Não tem ritmo, não permite dançar, nem voar...
É uma secura do tempo,
como se o passado estivesse sendo novamente apagado
e esse apagamento do passado,
incluísse, inclusive, os meus sentimentos, a minha existência,
a minha jornada de mãos dadas com o sol
pelos caminhos ancestrais trilhados até aqui.
É uma dor que alcança as profundezas
e remete ao desejo de desistir de tudo
como tantas vezes já lamuriei e coloquei no horizonte,
mas nunca o fiz.
O trem não vai passar.
Disso já soube.
E talvez não importa mais.
Há uma Despedida que respira e se despe de quem vai...
há essa mão se distanciando, os silêncios não ditos,
mas tão absurdos e gritantes,
os descambos de Não quero e Não preciso
retumbando ensurdecedores no lugar do coração.
Será que o coração ainda bate?
Tento ouvir, tento sentir o seu movimento,
tento perceber a sua emoção...
Não vejo uma face,
não vejo um sentimento escorrendo dos olhos,
nem consigo ouvir a voz ou o grito do silêncio
me pedindo ou mesmo me sussurrando para acreditar em algo,
para não deixar as pedras do edifício do amor e das palavras
despencarem nos despenhadeiros da alma
sem encontrar pouso ou lugar num coração
que as acolha e delas construa um castelo de amor.
O silêncio é tão profundo que seu vazio corta como espada
fazendo a sopa de sementes se tornar insossa e intragável.
É que a fome dos sentidos é de uma imensidão imensurável,
mas o cansaço e as sequelas das tuas Partidas e Despedidas,
após tantos milênios, se fazem sentir.
Talvez é o que falta aceitar - a partida da alma,
do calor da mão que se vai devagar no ranger do último trem
que me empurrou janela do tempo afora
e partiu com uma melodia ensurdecedora e sem nexo
naquela segunda-feira do outono que já se finda em minha vida.
Não sei desacelerar a dor.
Não sei fechar os olhos para as rachaduras na pele,
para o vale de abismos que se desenhou
no interior dessas fissuras abertas
e no qual não consigo, ainda,
vislumbrar um rio ou um caminho
que me permita caminhar
como vinha fazendo no tempo do tempo.
Não sei se percebes, mas o sorriso nos olhos perdeu o seu brilho,
os olhos divagam pelo nada e por pontos sem os ver
e a boca se cerrada - sem palavras, apenas olha para o vazio do nada...

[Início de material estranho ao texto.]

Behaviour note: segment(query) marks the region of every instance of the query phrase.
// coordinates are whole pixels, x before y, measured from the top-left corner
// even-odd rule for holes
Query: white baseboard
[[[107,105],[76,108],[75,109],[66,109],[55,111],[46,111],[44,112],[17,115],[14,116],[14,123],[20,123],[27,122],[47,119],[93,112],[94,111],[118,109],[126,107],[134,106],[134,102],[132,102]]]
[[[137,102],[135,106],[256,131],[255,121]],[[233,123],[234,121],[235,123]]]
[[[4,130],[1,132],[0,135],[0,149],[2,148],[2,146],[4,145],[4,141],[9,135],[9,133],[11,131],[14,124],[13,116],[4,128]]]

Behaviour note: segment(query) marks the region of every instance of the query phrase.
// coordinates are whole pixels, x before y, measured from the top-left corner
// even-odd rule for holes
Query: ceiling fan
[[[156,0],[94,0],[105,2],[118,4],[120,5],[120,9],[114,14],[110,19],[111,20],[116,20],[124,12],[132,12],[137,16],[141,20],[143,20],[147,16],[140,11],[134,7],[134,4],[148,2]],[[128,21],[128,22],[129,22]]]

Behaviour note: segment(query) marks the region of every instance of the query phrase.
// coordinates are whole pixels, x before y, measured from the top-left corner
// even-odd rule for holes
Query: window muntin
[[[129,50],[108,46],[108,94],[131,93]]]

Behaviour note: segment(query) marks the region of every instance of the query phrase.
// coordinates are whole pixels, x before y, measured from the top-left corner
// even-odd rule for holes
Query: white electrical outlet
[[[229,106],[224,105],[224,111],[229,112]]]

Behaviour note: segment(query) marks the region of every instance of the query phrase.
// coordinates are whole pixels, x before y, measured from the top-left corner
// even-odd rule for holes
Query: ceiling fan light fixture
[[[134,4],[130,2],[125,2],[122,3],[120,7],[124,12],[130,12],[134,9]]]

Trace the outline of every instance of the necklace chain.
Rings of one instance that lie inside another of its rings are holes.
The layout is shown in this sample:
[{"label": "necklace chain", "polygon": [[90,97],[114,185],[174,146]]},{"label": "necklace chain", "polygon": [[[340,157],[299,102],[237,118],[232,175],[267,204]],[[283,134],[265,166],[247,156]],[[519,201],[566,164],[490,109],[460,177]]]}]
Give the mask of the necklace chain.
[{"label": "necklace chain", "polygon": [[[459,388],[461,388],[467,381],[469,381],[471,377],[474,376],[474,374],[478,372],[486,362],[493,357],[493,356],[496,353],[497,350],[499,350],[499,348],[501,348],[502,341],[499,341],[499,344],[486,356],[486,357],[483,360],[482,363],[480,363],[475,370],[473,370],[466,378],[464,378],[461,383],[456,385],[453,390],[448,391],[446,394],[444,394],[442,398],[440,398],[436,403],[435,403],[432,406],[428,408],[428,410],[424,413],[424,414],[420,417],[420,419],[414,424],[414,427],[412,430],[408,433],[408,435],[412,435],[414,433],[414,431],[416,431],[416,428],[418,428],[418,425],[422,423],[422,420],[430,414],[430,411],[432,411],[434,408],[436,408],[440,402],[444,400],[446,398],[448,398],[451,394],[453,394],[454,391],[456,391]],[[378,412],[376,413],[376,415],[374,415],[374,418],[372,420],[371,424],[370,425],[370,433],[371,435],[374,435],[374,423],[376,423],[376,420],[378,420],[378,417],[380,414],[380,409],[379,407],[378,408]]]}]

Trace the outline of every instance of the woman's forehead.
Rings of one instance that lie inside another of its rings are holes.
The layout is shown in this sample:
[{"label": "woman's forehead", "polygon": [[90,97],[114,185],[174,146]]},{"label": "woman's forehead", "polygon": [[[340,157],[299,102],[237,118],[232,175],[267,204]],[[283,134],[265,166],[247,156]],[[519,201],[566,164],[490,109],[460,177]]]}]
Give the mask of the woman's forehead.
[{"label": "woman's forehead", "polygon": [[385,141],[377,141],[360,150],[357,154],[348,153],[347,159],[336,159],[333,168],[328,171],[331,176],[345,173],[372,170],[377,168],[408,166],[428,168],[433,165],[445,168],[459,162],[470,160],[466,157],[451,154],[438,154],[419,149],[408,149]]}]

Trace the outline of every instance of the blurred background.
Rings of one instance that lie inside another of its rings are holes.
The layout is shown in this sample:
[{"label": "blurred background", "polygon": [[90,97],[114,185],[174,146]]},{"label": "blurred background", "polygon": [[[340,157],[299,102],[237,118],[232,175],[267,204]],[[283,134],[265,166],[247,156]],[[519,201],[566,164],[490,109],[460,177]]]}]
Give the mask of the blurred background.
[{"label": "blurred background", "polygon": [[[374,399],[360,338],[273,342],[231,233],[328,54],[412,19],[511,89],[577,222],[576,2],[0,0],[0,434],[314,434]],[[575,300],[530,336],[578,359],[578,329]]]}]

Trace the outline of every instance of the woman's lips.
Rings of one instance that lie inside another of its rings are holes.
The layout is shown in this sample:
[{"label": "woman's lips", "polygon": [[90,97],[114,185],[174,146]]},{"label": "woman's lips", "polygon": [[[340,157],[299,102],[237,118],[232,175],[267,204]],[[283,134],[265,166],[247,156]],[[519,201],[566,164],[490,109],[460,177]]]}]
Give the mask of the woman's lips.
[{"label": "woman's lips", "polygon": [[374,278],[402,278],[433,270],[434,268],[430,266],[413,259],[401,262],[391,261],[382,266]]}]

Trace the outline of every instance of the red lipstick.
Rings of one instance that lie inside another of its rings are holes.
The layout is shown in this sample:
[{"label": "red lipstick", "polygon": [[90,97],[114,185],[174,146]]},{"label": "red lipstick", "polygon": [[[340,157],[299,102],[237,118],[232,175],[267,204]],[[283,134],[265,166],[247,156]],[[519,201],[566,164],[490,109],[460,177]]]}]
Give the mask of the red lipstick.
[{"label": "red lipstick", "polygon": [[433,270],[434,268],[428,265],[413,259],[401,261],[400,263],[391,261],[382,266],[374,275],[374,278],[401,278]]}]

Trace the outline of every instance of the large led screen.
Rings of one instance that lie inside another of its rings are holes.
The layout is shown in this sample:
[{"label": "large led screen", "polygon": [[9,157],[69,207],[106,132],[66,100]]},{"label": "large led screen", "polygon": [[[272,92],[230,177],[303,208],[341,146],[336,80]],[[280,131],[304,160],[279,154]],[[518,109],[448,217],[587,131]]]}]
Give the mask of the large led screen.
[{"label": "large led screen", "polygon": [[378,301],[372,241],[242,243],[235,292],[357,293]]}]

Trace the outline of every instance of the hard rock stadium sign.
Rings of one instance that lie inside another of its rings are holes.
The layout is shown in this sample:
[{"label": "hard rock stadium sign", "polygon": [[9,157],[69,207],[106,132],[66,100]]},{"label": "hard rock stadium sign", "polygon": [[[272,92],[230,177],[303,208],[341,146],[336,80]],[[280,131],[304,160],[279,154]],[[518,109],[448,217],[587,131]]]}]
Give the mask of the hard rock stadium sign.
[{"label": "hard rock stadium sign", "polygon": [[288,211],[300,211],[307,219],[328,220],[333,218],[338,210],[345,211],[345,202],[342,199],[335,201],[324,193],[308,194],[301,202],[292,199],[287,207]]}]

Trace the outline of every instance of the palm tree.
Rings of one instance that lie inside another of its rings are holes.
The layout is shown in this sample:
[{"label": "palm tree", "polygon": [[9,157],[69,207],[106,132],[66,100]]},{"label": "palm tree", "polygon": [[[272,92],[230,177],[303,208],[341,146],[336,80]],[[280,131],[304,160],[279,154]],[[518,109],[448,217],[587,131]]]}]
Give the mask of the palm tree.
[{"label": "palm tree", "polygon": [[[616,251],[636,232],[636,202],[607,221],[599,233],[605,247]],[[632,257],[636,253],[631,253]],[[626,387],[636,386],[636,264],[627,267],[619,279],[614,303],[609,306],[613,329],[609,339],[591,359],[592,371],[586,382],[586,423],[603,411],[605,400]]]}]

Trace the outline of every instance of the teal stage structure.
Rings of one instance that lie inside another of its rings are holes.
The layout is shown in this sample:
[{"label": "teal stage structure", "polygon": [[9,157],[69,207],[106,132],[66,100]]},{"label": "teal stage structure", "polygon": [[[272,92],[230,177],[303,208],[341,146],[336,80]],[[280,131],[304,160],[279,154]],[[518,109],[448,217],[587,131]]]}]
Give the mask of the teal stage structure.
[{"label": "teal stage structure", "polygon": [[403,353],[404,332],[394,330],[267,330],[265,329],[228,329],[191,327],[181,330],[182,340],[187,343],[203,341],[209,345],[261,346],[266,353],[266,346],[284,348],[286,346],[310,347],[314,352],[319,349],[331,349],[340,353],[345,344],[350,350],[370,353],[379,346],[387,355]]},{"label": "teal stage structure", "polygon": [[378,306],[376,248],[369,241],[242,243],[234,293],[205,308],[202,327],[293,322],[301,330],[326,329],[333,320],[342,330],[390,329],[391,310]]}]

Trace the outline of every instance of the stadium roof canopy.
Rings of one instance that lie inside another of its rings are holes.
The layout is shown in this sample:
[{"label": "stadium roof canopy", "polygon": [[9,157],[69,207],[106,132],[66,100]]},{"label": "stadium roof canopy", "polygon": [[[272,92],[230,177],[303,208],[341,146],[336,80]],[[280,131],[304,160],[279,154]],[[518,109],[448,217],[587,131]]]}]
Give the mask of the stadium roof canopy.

E o nada que tenho, não é o tudo para quem tudo deveria ser.
Ainda respira a alma nas luzes de uma janela da vida
ainda sustentam um continuar em algo
que não se sabe mais, exatemento o que é...
Compreende-se ser que pode ser...
e o que pode ser é o que há... luzes silenciosas
que, por piedade, ainda nutrem a alma da flor...
Talvez seja, talvez não, como saber>
A profecia dos sonhos é que se façam asas
em meu milagre de eternidade
e se concretize o anjo a zelar os caminhos do sol
por onde quer que ele direcione o seu andar.
O que tenho agora?
O que tenho agora, neste instante
enquanto a minha emoção percorre o corpo
sentindo um tocar do outro lado de minha vida
e um clamor por uma primeira dança da primavera
que nunca mais chegou em minha vida...?
Escorre o sentimento tatuando crateras e laivos de amor e dor
pela face já envelhecida pelo tempo...
Como conceder uma dança de primavera
num inverso tenebroso e frio que se faz agora?
Como conceder?
É um silêncio seco, pungente, dolorido, esse...
Não tem som, não tem música, não tem ritmo,
nem partitura de letras, pausas e notas não há...
É um silêncio seco, pungente...
não tem asas para dançar e voar...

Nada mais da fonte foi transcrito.